I share his concern. Some reports indicate that a farmer gets only 8 cents of each dollar spent in the grocery store. There are a whole lot of middlemen in there. They all add value, but the low margin makes farming a challenge in Baker County and everywhere else.
Robert helped ground me in the reality of what it’s like to farm on the fringe of Florida’s largest city. Development claims more farmland every year. Newcomers from the city seeking the “country life” complain when they discover the scent that sometimes comes with that life. Small plots make farming a side gig for most, including Robert, whose day job is as a maintenance specialist for a department store distribution center. He’s got a hog farmer on his board who’s a CPA.
Farmers are good at growing stuff, Robert told me. Most of them aren’t as good at sales and marketing.
Robert has been working with UF/IFAS on the producer-consumer connection for a couple of years now. He and UF/IFAS Baker County Extension Director Alicia Lamborn have organized food giveaways and cooperated on youth development programs through 4-H and FFA. The Farm Bureau donated to our 4-H agent’s teaching pavilion and Alicia hosted a booth at the Farm Bureau’s community outreach day.
So when COVID-19 turned the world upside down, Robert and Alicia were ready. The Farm Bureau identified needy families, and UF/IFAS helped locate farmers who had suddenly lost school and restaurant customers in the pandemic shutdown. The Farm Bureau packed food boxes, and UF/IFAS included information in each box to educate recipients on safe food handling and community services available through Extension.

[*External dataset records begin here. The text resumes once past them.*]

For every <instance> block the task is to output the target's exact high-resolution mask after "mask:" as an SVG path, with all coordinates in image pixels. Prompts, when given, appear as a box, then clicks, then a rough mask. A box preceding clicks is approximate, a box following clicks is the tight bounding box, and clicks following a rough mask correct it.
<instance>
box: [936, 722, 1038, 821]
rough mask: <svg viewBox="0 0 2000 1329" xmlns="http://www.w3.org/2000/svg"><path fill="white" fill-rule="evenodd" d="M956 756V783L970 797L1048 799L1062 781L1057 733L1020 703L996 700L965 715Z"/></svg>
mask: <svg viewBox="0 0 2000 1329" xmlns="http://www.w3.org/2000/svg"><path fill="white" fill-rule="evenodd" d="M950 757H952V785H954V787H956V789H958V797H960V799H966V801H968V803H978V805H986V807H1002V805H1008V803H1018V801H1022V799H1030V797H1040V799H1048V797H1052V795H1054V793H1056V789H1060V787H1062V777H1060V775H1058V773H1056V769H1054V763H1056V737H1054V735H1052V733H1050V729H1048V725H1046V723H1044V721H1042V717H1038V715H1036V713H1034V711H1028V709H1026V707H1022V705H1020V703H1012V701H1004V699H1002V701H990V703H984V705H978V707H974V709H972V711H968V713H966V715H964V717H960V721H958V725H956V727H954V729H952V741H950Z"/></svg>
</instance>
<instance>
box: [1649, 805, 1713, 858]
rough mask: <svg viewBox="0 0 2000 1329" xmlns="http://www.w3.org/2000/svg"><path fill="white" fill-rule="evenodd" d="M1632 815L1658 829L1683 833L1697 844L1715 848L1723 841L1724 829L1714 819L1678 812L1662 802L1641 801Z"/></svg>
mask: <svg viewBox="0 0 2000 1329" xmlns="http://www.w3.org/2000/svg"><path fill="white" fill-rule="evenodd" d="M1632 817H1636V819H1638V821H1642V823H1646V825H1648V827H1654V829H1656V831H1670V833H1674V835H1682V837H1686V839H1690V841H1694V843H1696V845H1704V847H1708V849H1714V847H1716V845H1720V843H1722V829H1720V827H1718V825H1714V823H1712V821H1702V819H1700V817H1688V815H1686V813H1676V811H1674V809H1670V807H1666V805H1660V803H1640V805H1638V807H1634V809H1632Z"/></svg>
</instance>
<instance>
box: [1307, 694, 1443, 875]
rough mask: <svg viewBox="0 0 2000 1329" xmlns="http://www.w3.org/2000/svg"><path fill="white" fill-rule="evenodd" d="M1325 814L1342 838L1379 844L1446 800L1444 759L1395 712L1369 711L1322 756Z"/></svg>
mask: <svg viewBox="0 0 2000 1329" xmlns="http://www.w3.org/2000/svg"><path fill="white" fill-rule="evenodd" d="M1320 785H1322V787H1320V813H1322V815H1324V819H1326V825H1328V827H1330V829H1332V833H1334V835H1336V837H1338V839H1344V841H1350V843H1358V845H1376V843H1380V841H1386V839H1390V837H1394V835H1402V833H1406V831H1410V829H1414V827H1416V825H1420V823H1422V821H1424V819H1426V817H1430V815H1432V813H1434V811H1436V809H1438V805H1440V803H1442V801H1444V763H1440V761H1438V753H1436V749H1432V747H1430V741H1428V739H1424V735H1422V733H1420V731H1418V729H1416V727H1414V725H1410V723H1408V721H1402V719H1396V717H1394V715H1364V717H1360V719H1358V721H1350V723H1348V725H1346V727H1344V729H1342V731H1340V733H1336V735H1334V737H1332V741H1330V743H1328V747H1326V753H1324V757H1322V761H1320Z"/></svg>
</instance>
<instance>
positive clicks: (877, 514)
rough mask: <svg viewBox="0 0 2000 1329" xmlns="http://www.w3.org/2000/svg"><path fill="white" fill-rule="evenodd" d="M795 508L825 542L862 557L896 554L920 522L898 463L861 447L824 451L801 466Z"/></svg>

It got food to 400 needy families in Baker County, and it provided an outlet for farmers. Just as important, more Baker County families now know that there’s a local food option that keeps money in the community so farms can survive, and Baker County doesn’t become just another part of Greater Jacksonville.
It’s going to take a lot more county-by-county efforts like those of Robert and Alicia to make our food system more resilient to shocks like pandemics.
I’m on a quest to visit all 67 Extension offices. There are thousands of UF/IFAS employees to meet. It’s one way for me to meet the people we serve, too. I always ask the county Extension director to invite the local Farm Bureau president over when I know I’ll be coming by for a visit.
Visiting with Robert deepened my appreciation not for your plight (Robert didn’t complain, he explained) but for your determination. I’m proud to lead an organization dedicated to helping farmers and making communities stronger.
Scott Angle is the University of Florida’s Vice President for Agriculture and Natural Resources and leader of the UF Institute of Food and Agricultural Sciences (UF/IFAS).